If this 80-year-old chalkware figurine of a U.S. sailor could talk, what tales it could tell. One would be the World War II saga of John Wells from San Benito, Texas, who wrote letters home to his wife, Gwen.
John was a gruff, no-nonsense guy who smoked Lucky Strikes. A tall, muscular man of few words, he didn’t walk; John stomped. Short on patience and long on energy, John spent his youth doing backbreaking manual labor on a farm in the Rio Grande Valley of Texas.
Before he was drafted in World War II, John worked for major Texas Gulf Coast contractors like Heldenfels Bros. and Brown Bellows & Columbia, which was building the Corpus Christi Naval Air Station.
World War II Letters Home
At the time John became a Seabee, he didn’t project the outward demeanor of a romantic and never developed it. However, after seven years of marriage, he still loved Gwen so much that he attempted over and over to put his thoughts and feelings into words.

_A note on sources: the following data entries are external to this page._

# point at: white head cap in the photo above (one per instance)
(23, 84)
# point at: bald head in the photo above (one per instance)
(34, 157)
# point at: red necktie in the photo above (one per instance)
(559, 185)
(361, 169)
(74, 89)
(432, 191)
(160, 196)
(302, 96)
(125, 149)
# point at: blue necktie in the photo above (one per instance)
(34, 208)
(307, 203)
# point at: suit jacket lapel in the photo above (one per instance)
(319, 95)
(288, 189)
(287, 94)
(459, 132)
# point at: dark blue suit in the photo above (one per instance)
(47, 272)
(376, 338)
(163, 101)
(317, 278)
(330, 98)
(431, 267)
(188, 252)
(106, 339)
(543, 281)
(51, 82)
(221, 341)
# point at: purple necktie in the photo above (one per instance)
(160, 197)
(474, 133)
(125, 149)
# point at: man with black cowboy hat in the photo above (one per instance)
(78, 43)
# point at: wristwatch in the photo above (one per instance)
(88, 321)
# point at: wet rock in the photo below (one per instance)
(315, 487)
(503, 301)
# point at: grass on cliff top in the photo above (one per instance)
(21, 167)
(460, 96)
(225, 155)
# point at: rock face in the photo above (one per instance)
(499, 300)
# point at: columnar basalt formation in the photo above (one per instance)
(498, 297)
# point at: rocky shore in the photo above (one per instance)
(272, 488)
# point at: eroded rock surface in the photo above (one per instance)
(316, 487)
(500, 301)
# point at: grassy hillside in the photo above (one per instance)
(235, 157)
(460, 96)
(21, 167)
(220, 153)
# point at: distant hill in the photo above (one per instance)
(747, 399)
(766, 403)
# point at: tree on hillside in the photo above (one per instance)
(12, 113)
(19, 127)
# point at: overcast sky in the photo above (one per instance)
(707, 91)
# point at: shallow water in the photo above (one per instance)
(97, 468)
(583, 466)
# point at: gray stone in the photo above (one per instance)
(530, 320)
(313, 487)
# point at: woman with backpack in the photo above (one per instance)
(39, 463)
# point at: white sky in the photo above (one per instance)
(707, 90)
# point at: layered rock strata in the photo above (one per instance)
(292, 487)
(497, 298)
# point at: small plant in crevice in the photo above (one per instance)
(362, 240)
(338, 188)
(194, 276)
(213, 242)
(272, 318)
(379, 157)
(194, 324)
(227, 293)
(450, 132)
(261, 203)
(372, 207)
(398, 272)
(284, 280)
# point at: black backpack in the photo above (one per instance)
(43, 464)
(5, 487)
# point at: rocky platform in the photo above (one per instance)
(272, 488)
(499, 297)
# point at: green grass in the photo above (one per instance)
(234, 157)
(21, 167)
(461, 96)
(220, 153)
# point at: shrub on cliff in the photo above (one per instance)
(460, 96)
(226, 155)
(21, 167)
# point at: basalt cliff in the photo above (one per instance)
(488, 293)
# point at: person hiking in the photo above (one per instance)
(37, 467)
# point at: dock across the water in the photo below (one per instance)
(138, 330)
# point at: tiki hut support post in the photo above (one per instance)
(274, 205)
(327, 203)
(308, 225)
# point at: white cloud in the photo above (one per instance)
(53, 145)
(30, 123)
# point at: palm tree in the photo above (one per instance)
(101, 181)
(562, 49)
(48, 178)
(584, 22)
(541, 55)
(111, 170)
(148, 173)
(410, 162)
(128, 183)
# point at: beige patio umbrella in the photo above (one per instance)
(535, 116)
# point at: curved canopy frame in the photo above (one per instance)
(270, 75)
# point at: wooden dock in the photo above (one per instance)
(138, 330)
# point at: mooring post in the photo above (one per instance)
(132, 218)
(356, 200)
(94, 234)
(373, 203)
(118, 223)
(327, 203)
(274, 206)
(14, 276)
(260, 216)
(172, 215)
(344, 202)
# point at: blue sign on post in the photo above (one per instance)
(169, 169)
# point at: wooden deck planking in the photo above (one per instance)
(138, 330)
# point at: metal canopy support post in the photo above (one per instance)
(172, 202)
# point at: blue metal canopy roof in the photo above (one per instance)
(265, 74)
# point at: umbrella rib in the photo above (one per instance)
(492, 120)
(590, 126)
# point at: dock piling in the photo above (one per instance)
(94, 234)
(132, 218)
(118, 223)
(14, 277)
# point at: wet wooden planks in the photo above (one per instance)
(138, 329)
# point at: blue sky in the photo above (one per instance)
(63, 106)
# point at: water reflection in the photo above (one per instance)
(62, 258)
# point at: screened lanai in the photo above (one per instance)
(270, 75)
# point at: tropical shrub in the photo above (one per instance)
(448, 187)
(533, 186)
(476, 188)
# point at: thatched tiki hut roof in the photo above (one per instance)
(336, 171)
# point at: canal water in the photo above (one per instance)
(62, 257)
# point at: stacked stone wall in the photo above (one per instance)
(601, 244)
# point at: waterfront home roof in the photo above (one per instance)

Here are a few excerpts from the correspondence that John sent Gwen:
“I hope you are not as lonely as I am, but somehow I know you are. As long as I live, I know I will never be as miserable as I have been since I left you.”
“I love you. I love you. I love you. I love you. I love you. I love you. I love you. I love you. I love you. I love you. I love you. I love you from the bottom of my heart.”
“I am sure proud of the picture you sent me. You are so sweet! Ask me. I know!”
“Write me, honey, as soon as you get this because your letters help so much. I am pretty sure where we are going we won’t see much action if any.”
“This is not what a person would think of war. Some of the country is really beautiful. I will probably get sick eating coconuts. Honey, you can write anything you wish. Incoming mail is not censored, only the letters that are sent from here.”
“Honey, the other night we caught a little animal that is white with a body like a possum and a head a little bit like a monkey. We put it in a box and are making a pet of it. When we were all scared to touch it, I started to laugh. One of the boys who made a new road through the jungle asked me what I was laughing at. I said if my wife was here she would catch it and tame it. They said I must have an awful powerful and big wife. I said no she just weighs 120 pounds and showed them your picture.”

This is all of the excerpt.